In a study including 10 patients, Athanasopoulos et al. suggested that using a ureteral access sheath for urethral dilation was helpful for the catheterization of difficult urethral strictures [23]. They mentioned that the use of both a hydrophilic guide wire and ureteral sheath proved their technique’s efficacy and resulted in the atraumatic characteristics observed within the ureteral lumen. However, while successful catheterization was achieved in all patients, only a small number of patients were enrolled.

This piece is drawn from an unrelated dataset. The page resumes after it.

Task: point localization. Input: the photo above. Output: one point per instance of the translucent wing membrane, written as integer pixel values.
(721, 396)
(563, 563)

RGU-assisted urethral catheterization is a method that combined the following techniques: the Seldinger technique, fluoroscopy, and the application of hydrostatic pressure to the urethra. Therefore, the greatest advantage of this method is that it allows clinicians to clearly identify the anatomy of the urethra and evaluate the position of the guide wire. Moreover, the catheter tip could be easily inserted into the bladder because the application of hydrostatic pressure of the mixture of contrast solution and normal saline during RGU, to the urethra helped to separate the prostatic lobes. In summary, RGU-assisted urethral catheterization is a method that provides a combination of the advantages of previously reported methods. This procedure is relatively simple to implement, whereas urethral catheterization through flexible cystoscopy requires an experienced urologist.

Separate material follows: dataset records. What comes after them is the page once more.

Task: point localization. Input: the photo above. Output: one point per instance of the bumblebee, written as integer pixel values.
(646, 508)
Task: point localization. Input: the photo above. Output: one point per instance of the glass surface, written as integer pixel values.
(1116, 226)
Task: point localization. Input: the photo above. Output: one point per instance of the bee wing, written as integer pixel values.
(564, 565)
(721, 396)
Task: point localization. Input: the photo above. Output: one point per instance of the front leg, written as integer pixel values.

Previous urological procedures were identified as an independent predictor for the failure of this method in multivariate analysis. Prostate transurethral resection, visual internal urethral resection, prostate holmium laser resection, and simple or radical prostatectomy are common surgeries in this category. The authors contend that these procedures resulted in an anatomical change in the urethra that the Foley catheter or guide wire could not pass through. If the patient has no history mentioned above, this method is worth considering clinically.

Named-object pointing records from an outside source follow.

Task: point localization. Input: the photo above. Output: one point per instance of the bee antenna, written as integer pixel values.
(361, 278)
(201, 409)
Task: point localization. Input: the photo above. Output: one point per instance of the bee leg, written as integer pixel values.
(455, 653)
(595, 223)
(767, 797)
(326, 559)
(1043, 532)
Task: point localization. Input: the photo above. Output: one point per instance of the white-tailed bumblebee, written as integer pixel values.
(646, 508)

Our study is limited because it is retrospective in nature, it assessed only single-center data, and it did not include a large number of patients. Therefore, the results of our study must be confirmed and validated with a prospective large-scale multi-center study. Further, radiation exposure was not evaluated in our study, and a successful catheterization rate of 69.1% may not be satisfactory. However, high success rates can be expected after appropriate patient selection, as a history of previous urologic operations was identified as an independent predictor of failed RGU-assisted urethral catheterization.

Conclusions

RGU-assisted urethral catheterization can be considered one of the methods for providing successful catheterization after failed conventional urethral catheterization. In particular, if there is no previous history of urologic operations, such as urethrotomy and transurethral prostatectomy, RGU-assisted urethral catheterization can be an effective procedure for DDUCs.